One of the cool features in Python I/O is that you can provide text containing valid Python code as input to a program and then turn that text into live Python objects as if the text were lines of code written directly into the program beforehand. This is a very powerful tool for letting users specify function formulas, for instance, as input to a program.
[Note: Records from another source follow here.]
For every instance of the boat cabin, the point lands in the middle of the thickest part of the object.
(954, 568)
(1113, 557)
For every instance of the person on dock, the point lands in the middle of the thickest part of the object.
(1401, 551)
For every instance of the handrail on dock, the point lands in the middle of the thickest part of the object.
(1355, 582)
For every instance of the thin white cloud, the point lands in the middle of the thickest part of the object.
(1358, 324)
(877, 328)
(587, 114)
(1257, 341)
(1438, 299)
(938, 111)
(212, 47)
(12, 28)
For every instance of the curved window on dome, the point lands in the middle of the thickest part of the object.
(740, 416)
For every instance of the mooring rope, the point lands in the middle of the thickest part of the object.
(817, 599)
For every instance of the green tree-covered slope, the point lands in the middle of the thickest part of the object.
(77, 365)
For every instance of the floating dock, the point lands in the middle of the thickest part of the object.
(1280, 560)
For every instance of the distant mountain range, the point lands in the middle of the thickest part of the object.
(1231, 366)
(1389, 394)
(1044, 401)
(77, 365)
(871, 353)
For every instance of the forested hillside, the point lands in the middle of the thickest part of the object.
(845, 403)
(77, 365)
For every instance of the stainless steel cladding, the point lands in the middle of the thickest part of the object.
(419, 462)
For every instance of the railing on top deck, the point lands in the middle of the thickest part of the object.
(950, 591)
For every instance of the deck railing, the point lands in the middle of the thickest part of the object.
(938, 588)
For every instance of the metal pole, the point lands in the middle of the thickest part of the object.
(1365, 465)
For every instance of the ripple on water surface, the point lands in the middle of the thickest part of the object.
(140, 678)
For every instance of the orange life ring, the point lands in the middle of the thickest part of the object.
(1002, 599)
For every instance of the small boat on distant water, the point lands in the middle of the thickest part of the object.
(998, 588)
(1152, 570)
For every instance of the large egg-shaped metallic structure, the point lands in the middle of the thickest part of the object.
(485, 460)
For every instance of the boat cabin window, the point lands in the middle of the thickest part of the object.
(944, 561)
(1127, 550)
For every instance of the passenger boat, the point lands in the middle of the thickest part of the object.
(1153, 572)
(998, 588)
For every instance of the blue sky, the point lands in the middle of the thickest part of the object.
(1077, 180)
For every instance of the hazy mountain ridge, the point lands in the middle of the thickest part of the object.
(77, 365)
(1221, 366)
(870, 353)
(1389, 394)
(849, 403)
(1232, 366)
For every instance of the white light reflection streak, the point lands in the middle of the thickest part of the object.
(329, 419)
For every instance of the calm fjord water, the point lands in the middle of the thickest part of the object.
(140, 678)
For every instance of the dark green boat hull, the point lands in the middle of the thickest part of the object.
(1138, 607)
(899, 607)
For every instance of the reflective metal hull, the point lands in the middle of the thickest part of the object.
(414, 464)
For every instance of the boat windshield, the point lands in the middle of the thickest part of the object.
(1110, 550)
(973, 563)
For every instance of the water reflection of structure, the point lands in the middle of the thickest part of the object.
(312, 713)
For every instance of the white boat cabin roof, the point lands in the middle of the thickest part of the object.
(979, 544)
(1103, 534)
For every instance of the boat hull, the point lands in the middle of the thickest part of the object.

The program code itself has no knowledge about the kind of function the user wants to work with, yet at run time the user’s desired formula enters the computations. To achieve the goal, one can use Python’s magic functions, a.k.a. special methods.

The magic eval function

The eval function takes a string as argument and evaluates this string as a Python expression. The result of an expression is an object. For example,

eval('1+2')

This is equivalent to typing,

1+2

or another example,

a = 1
b = 2
c = eval('a+b')
c

or,

from math import sqrt
eval('sqrt(4)')

2.0

But, note that in all of the above examples, the eval function evaluates a Python expression, that is, this function can not execute a Python statement.

Now the cool thing about this function is that you can directly apply it to the user input. For example, suppose the user is asked to input a Python expression and then the code is supposed to evaluate the input just like a simple calculator,

eval(input('Input an arithmetic expression to evaluate: '))

Input an arithmetic expression to evaluate: 2 + 3.0/5 + exp(7)
1099.2331584284584

The magic exec function

Similar to the eval function, there is also an exec magic function that executes a string containing an arbitrary Python code, not just a Python expression. This is a powerful idea since it now enables the user to write a formula as input to the program, available to the program in the form of a string object. The program can then convert this formula to a callable Python code, or function, using the magic exec function.

exec('import math')
exec('a=1; b=2; c=a+b')
a,b,c

(1, 2, 3)

One could even input a full function definition to the exec function,

myFuncString = input('Input a Python function definition of interest: ')
f = exec(myFuncString)

Input a Python function definition of interest, named func: def func(x): return 2*x + 1

func(x=1)

Now, since this is such a useful functionality in Python, there is already a package written scitools, that converts an input expression to a Python function,

from scitools.StringFunction import StringFunction
myfuncString = input('Input a Python expression to build your requested Python function: ')
myfunc = StringFunction(myfuncString)

The only major caveat with this module is that, at the moment, it only works with Python 2.x, and not Python 3. So, the above code will not work on your Python 3 platform.